Die Wirtschaftskriminalität im engeren Sinne, die wegen des Anteils umfangreicher Ermittlungsverfahren von Jahr zu Jahr stark schwankt, wuchs um 21,5 % auf fast 50.000 Fälle. Gegenüber 2010 bedeutete dies dennoch einen Rückgang um mehr als 50 %. Besonders stark im Vergleich zum Vorjahr stieg auch die Zahl der strafbaren Verstöße gegen das Urheberrecht (um 17,1 %) auf 9.285 und der Delikte des Umwelt- und Verbraucherschutzrechts (um 27,9 %) auf 40.192. Beide Kriminalitätsbereiche lagen damit auch weit über den Zahlen der Jahre 2000 (5.757 Urheberrechtsverletzungen und 34.415 Umweltrechtsverstöße) und 2010.

Cyberkriminalität
Der tendenzielle Anstieg von Cyberattacken in den letzten zwei Jahrzehnten kommt auch in der PKS 2020 zum Ausdruck. Dabei ist hier das Dunkelfeld nicht erkannter oder nicht verfolgter Angriffe besonders hoch. Die registrierte Computerkriminalität wuchs seit 2000 bis 2020 um über 130 % auf 130.611 ermittelte Fälle an, die Computersabotage sogar um 245 % von 513 auf 1.770 Verdachtsfälle. Die Zahl der ermittelten Datenausspähungen betrug 10.763 (ein Plus von 8,4 % gegenüber 2019), die des Computerbetrugs 16.266 Fälle (ein Anstieg um 4,2 % im Vergleich zum Vorjahr).
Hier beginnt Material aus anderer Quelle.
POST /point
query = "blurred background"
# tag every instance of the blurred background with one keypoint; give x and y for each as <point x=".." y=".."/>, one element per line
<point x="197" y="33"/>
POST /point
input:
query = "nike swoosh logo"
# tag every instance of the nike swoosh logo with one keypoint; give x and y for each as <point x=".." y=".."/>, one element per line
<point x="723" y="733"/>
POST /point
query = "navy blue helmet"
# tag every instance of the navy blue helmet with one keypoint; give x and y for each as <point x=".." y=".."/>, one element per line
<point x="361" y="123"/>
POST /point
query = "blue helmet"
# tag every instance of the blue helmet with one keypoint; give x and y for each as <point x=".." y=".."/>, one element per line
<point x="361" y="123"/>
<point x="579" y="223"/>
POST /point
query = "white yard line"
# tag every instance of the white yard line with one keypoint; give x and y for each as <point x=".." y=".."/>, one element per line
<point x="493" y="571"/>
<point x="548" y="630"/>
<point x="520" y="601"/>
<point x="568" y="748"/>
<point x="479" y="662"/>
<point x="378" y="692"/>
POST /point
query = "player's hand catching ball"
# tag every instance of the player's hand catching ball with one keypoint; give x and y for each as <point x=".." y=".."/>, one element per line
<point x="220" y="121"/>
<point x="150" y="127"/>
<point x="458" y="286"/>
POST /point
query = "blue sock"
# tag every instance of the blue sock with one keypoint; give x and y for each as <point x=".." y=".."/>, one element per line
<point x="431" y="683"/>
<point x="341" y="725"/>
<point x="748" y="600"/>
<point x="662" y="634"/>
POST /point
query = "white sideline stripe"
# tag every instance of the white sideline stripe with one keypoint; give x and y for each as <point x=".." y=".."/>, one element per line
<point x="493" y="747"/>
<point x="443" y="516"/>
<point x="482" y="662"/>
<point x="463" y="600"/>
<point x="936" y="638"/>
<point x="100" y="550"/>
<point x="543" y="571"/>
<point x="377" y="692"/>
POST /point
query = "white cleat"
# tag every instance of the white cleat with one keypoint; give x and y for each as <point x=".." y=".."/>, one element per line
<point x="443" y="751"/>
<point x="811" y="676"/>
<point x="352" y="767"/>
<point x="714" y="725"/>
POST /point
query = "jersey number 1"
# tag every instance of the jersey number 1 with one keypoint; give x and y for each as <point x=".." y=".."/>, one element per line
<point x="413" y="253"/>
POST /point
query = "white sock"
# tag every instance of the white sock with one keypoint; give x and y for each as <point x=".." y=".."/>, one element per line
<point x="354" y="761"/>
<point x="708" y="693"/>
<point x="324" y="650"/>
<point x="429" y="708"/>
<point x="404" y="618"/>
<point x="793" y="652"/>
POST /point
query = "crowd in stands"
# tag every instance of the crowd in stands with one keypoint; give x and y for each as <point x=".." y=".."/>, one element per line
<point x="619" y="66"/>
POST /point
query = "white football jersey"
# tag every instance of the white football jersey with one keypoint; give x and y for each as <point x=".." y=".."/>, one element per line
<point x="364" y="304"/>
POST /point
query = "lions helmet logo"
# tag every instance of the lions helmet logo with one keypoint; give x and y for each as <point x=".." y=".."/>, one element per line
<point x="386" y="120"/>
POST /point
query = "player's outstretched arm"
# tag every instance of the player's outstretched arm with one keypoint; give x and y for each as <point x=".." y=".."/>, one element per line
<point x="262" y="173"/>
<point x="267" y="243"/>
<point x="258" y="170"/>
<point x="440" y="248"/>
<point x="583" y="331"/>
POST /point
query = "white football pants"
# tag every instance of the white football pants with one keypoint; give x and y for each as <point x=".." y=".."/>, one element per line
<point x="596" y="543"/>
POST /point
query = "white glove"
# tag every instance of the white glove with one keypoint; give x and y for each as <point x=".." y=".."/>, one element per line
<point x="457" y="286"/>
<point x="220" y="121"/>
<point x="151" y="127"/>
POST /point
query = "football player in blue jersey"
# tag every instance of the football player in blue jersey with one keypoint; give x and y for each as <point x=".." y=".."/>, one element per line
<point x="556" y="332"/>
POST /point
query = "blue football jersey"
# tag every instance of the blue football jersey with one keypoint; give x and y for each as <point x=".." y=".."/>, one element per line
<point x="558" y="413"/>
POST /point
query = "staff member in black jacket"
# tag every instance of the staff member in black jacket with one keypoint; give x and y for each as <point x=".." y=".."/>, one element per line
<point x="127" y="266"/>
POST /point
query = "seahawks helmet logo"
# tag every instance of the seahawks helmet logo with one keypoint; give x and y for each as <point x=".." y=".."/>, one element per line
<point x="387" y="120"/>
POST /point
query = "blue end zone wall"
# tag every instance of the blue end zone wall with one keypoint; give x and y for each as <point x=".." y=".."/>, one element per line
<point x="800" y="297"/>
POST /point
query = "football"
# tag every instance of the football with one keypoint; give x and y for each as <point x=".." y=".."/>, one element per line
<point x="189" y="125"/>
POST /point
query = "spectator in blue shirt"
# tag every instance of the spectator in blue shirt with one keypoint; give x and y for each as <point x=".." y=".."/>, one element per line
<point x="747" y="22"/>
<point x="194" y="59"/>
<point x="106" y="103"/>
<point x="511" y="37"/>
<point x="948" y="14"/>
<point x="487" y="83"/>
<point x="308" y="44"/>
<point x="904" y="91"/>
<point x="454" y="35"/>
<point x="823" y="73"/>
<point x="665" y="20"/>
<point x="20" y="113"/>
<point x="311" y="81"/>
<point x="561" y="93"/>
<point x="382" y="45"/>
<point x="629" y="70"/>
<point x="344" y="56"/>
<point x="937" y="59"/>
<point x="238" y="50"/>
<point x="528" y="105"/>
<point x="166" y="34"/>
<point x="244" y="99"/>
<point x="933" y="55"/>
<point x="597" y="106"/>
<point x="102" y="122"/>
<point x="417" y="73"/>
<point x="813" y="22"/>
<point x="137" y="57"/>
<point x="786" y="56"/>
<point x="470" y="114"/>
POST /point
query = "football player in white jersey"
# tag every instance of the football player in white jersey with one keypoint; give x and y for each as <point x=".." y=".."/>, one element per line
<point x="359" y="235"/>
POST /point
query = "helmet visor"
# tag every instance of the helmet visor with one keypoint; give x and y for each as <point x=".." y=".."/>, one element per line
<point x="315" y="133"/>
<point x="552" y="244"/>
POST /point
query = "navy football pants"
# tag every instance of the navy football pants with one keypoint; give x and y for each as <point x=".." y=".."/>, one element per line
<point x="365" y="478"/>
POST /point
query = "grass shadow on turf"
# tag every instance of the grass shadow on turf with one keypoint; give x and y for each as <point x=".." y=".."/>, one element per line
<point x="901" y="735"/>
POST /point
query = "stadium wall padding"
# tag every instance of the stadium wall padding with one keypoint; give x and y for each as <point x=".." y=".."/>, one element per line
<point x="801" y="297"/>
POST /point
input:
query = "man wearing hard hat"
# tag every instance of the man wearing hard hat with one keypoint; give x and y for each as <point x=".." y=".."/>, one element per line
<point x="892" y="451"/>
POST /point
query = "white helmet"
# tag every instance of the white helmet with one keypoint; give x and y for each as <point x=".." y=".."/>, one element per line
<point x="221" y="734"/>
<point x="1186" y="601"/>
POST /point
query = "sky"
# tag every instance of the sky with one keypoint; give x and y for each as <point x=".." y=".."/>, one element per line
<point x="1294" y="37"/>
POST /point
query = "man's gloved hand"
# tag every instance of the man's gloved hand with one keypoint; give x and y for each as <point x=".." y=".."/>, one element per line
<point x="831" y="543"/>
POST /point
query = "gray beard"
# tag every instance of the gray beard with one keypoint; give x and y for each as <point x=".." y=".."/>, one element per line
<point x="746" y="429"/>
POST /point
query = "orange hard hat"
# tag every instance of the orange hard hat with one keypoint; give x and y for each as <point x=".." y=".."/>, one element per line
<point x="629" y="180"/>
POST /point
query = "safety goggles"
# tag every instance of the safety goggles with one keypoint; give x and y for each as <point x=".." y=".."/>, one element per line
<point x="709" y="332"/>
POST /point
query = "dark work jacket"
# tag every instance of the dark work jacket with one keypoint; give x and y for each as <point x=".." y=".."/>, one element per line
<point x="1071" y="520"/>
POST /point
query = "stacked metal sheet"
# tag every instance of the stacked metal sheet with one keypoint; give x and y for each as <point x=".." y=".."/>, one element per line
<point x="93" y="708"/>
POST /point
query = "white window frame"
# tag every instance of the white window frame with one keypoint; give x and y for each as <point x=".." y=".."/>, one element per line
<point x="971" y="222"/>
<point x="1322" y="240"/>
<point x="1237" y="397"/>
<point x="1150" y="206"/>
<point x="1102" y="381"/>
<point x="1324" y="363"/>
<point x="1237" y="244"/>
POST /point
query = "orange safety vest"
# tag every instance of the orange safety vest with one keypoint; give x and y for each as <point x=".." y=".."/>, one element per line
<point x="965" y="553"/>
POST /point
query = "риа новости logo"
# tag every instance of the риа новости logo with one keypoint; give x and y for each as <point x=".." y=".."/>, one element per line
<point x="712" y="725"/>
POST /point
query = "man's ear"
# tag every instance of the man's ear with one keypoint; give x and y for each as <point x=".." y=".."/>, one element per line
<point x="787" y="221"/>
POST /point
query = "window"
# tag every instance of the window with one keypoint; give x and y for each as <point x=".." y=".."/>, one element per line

Risikoanalyse und Präventionsstrategie
Für die Unternehmen und ihre Sicherheitsverantwortlichen sollten die Ergebnisse der PKS 2020 Anlass sein, ihre Risikoanalysen und Sicherheitskonzeptionen zu überprüfen und eventuell der je nach Deliktsart, Branche und Region unterschiedlichen Bedrohung anzupassen. So wird die Zahl der Ladendiebstähle mit den zu erwartenden Lockerungen im Lockdown wieder zunehmen und Anlass geben, die installierte Sicherheitstechnik zu überprüfen.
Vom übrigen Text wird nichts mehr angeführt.